Maite Zabala

Personal information
- Full name: Miren Maite Zabala Rementeria
- Date of birth: April 7, 1979 (age 46)
- Place of birth: Boise, Idaho, United States
- Height: 5 ft 8 in (1.73 m)
- Position(s): Goalkeeper

College career
- Years: Team / Apps / (Gls)
- 1997–2000: California Golden Bears

Senior career*
- Years: Team / Apps / (Gls)
- 2001: Atlanta Beat / 0 / (0)
- 2002: Philadelphia Charge / 1 / (0)
- 2003: Carolina Courage / 3 / (0)
- 2004: Athletic Bilbao / 0 / (0)

= Maite Zabala =

American soccer coach and former player

Miren Maite Zabala Rementeria (born April 7, 1979) is a Basque American soccer coach and former professional goalkeeper. She played for Atlanta Beat, Philadelphia Charge and Carolina Courage of Women's United Soccer Association (WUSA).

Zabala played college soccer for the University of California, Berkeley "Golden Bears" between 1997 and 2000. She was inducted to the university's Athletics Hall of Fame in November 2011.

She was the Atlanta Beat's first round pick in the 2001 WUSA supplemental draft. In the inaugural 2001 season of the Women's United Soccer Association (WUSA), Zabala was Atlanta's unused third-choice goalkeeper behind Briana Scurry and Melanie Wilson.

After being placed on waivers by the Atlanta Beat, Zabala was signed by the Philadelphia Charge. In 2002 she primarily served as the understudy to Melissa Moore, but did play in one league match.

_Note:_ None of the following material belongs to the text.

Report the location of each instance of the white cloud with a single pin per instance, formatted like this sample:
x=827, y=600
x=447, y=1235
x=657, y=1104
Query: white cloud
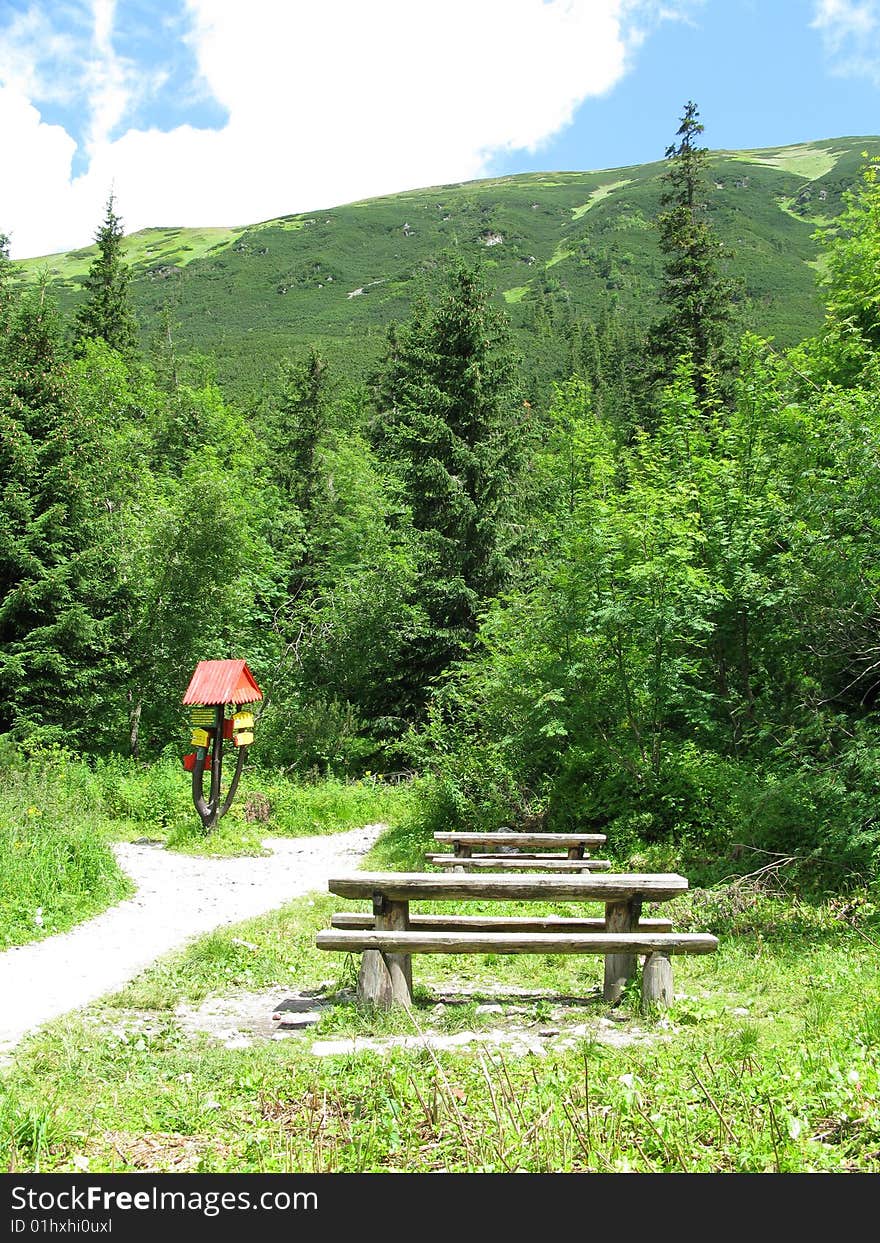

In WUSA's final 2003 season, Zabala played three times for the Carolina Courage, as backup to Kristin "Lucky" Luckenbill.

Following the demise of WUSA, Zabala tried out for Athletic Bilbao of the Spanish Primera División in March 2004. She agreed to remain for the final five games of Athletic's 2003–04 season (becoming one of a relatively small group of players to sign for the Basque club who were not born locally), where she understudied Elixabete Capa as the Rojiblancas retained their league title.

Zabala was an assistant soccer coach at her alma mater Cal Golden Bears from 2001 to 2006, then joined the San Francisco Dons in a similar role in 2007. She was appointed assistant soccer coach by Boise State Broncos in February 2015 and then by Portland Pilots in January 2018.